Posteriormente Elías decide emprender y tener su propio puestito, “salgo del trabajo ahí y me pongo enfrente de un stock con un bracero pequeño y una mesa prestada, y empiezo a vender comida Tex-Mex, recuerdo que me sacaron un par de fotos, y se hizo muy, pero muy viral, salí en varios canales, radio y redes sociales”, recordó.

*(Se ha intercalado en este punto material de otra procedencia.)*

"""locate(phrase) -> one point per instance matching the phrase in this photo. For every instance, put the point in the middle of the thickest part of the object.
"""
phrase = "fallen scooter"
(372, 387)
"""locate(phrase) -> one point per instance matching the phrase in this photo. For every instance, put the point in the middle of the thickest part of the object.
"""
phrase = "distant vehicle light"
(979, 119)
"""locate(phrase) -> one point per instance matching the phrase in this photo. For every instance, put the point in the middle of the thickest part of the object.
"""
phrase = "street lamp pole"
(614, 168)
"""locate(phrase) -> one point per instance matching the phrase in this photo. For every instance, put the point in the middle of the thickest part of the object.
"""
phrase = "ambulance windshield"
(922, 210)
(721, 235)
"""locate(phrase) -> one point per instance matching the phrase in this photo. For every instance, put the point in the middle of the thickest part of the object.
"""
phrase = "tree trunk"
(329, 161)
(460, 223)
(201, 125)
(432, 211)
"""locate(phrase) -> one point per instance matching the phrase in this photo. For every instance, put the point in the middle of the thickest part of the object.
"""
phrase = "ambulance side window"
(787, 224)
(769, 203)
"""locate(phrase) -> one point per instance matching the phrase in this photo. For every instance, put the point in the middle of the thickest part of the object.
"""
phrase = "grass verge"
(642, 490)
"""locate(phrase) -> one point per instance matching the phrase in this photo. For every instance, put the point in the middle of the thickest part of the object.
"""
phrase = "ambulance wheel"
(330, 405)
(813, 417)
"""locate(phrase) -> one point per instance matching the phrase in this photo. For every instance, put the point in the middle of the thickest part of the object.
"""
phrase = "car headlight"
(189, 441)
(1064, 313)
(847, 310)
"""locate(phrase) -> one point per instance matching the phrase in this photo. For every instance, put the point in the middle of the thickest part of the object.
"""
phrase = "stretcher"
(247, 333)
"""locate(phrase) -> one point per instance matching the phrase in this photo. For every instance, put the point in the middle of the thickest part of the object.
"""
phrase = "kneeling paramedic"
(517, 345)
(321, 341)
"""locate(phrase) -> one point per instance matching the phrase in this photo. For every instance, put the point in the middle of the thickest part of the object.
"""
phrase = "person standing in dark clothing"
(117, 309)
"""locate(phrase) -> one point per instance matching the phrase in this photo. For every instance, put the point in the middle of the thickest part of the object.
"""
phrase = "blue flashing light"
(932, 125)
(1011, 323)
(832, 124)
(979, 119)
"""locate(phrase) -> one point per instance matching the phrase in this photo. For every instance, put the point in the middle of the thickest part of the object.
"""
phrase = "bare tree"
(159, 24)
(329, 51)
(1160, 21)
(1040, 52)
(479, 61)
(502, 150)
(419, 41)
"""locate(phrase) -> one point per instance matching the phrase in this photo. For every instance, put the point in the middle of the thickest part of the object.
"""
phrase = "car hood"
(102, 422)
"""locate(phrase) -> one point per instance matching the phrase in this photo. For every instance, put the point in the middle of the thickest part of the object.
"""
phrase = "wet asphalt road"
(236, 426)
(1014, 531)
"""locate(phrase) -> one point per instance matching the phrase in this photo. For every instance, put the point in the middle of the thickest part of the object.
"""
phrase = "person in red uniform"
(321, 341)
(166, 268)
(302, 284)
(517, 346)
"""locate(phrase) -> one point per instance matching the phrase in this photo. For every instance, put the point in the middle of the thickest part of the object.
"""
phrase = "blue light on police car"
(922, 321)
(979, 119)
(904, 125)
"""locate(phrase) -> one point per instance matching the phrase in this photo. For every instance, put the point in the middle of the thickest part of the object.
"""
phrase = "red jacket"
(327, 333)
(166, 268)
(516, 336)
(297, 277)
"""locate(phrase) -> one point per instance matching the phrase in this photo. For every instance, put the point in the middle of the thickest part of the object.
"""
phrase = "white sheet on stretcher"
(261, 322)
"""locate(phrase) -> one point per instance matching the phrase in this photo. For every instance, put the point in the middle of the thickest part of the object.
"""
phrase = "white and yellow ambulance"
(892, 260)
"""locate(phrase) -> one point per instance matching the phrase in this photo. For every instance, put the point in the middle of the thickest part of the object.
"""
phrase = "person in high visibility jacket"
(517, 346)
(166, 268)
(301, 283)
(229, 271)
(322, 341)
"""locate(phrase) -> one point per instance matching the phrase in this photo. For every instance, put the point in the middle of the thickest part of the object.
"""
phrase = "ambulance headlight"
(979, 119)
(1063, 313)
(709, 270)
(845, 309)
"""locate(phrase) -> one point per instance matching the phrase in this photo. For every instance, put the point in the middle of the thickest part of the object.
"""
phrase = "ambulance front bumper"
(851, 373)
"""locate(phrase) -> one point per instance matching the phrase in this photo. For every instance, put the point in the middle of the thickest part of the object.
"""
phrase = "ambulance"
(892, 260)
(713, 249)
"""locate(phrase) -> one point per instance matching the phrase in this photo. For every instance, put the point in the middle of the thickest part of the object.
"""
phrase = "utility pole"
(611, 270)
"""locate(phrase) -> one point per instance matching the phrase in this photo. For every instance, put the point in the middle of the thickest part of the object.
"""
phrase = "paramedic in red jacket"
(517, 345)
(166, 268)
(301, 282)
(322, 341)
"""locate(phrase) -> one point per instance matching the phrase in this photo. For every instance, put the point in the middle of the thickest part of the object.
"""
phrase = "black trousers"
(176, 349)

Lo que parecía un intento más de subsistencia rápidamente se convirtió en un negocio, “tuve demasiado éxito frente al Stock sobre la avenida Defensores, en Lambaré hacia Puerto Pabla, tanto que me mandaron a sacar de ahí la gente que vendía cosas al lado. Luego el hijo de la dueña de Casa Paraná, me ofreció para estar en frente de su local, sobre Cacique Lambaré, y prácticamente empecé de cero otra vez ahí, una mesita, una paila pequeña y un calentador. Crecí muy rápido, y en menos de tres meses ya conseguí un carro, luego una plancha, de ahí pasamos a unas cuadras en nuestro anterior local, donde nos expandimos”, relató.
El negocio no solo creció en infraestructura, sino también en volumen, logrando vender más de 100 kilos de carne por día y a recibir hasta 250 clientes en jornadas de fin de semana. Incluso, el equipo se expandió a 15 empleados. “Teníamos un local grande, pero no nos funcionó como esperábamos”, explicó. Así, optó por un modelo más flexible, espacios más pequeños distribuidos en distintos puntos. Actualmente, Taco Boy cuenta con presencia en un food park en Mariano Roque Alonso y proyecta reabrir en Lambaré, además de desembarcar en Luque.
En paralelo al crecimiento del negocio, también se consolidó su propuesta gastronómica. A diferencia de muchos locales que apuestan por el Tex-Mex, Taco Boy busca acercarse a la cocina mexicana auténtica. “No es 100% tradicional, pero es lo más parecido”, aseguró Collante, quien destacó que incluso clientes mexicanos avalan la calidad de sus platos.
La carta ofrece una amplia variedad de tacos, entre los que se destacan el de suadero, el de pastor, campechanos y de birria. Cada uno responde a técnicas específicas y a una elaboración cuidadosa, especialmente en la base: la tortilla. “No es cualquier tortilla, es de maíz nixtamalizado, un proceso complejo que hace la diferencia en sabor y textura. Se selecciona el mejor maíz, se cuece el maíz con cal viva, se saca una masa, una tapa, y de ahí se hacen las tortillas, es muy complejo porque el maíz de por sí no es flexible, de por ahí uno quiere usar la harina de maíz normal y no sale. Con este proceso se obtiene una masa libre de gluten muy buena para el consumo”, explicó.
Entre las propuestas más innovadoras aparece el “doriloco”, una comida callejera mexicana que combina carne, pico de gallo, tocino, crema y queso. Según el emprendedor, fueron pioneros en introducir este producto en el mercado local, impulsándolo además a través de contenido viral en redes sociales.
Pero si hay un producto estrella en la actualidad, ese es el burrito. De gran tamaño entre 30 y 35 centímetros, se convirtió en uno de los favoritos del público. “Vendemos alrededor de 100 por día”, comentó. La combinación de abundancia y precio accesible lo posiciona como una opción atractiva para grupos, consolidando su éxito comercial.